En temel sorunları ve bunlara dair çözüm önerilerini dinlediğimizde ilk dikkatimizi çeken neredeyse tüm katılımcılar tarafından denetimsiz göç politikasını bir sorun olarak duyduk. Ancak çözüm noktasında hala kafa karışıklıkları olduğu ortada. Göçmenlerin her seçim döneminde bir propaganda unsuruna dönüştürüldüğü, Avrupa ülkeleriyle bir pazarlık ürünü haline getirildiği, ülke sermayedarlarının ucuz iş gücü olarak gördüğü, hayatları pahasına sömürüldüğü, ırkçı saldırıların adeta alkışlandığı böylesi bir dönemde iktidar ve muhalefet arasına sıkıştırılan, her gün ırkçı politikalara yeniden maruz kalan gençliğin kafa karışıklığı oldukça doğaldı.

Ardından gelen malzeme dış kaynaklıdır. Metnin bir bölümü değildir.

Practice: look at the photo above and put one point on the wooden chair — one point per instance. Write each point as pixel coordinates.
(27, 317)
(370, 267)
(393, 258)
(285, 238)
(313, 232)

Grup çalışmasında sınır kapılarının tamamen kapatılmasını ve bütün göçmenlerin zor yoluyla dahi olsa ülkeden çıkartılmasını söyleyenler ya da yalnızca kadın, çocuk, yaşlıların gelmesini savunanlar vardı. Bunların yanında mültecilerin ucuz iş gücü olarak görülmemesi gerektiği, göç yönetmeliğinin insani koşullarda tekrar düzenlenmesini, ırkçı politikaların ve söylemlerin durdurulmasını tercih eden gruplar da vardı. Bir yandan ülkedeki işsizliğin sebebinin göçmenler olduğu düşünülürken, diğer yandan da işsizliğin gerçek kaynağının yönetenler ve doğrudan sistem olduğunu ileri süren ve göçmenlerin, insani koşullarda sigortalı güvenceli çalışmalarının sağlanmaması ve hayatın her alanından kovuluyor olmaları nefret cinayetleri, ırkçı söylemler gibi başka sorunları da etkileyen ve tetikleyen bir yerde durduğunu savundular. Aksini söyleyen partiler bu konuda oldukça net ve emin konuşsalar da seçim sonucunda kazanan daha barışçıl çözümler öne sürenler oldu.
ÇÖZÜM DE BİZDEN GEÇİYOR
Gerek parti sloganlarıyla, logoları, isimleriyle gerek konuşmalarla hem birlikte eğlendik hem de her gün yaşadığımız sorunların çözümlerine dair “ne yapmalı?” sorusunu birlikte cevapladık. Atölyenin başında çözümler konusunda bambaşka düşünen arkadaşlarımızın atölyenin sonunda başta düşündüğünün tam tersi fikri savunan bir siyasi partiye oy verdiğini gördük. Hatta başlarda oldukça karamsar olan, çözüm bulamayan ve sorunların değişmeyeceğine inanan arkadaşlarımız kendi partileri içerisinde tartıştıkça çözümler üretmeye, bizi fikirlerine ikna edebilmeye başladılar. Bir yanıyla atölye bize aslında bu memlekette yaşayan gençler olarak yaşadığımız sorunların ne kadar farkında ve rahatsız olduğumuzu, tüm bunlara diyecek bir çift sözümüz olduğunu düşündürdü. “Nasıl bir ülke istiyoruz?” sorusunu düşünüp çözümlerinin de sağlanabilir oluşunu; tüm bu sorunları en yakıcı biçimiyle yaşayan bizlersek çözümleri de bir kurtarıcı, bir kahramanın değil bizzat yaşayan bizlerin elinde olduğunu gördük.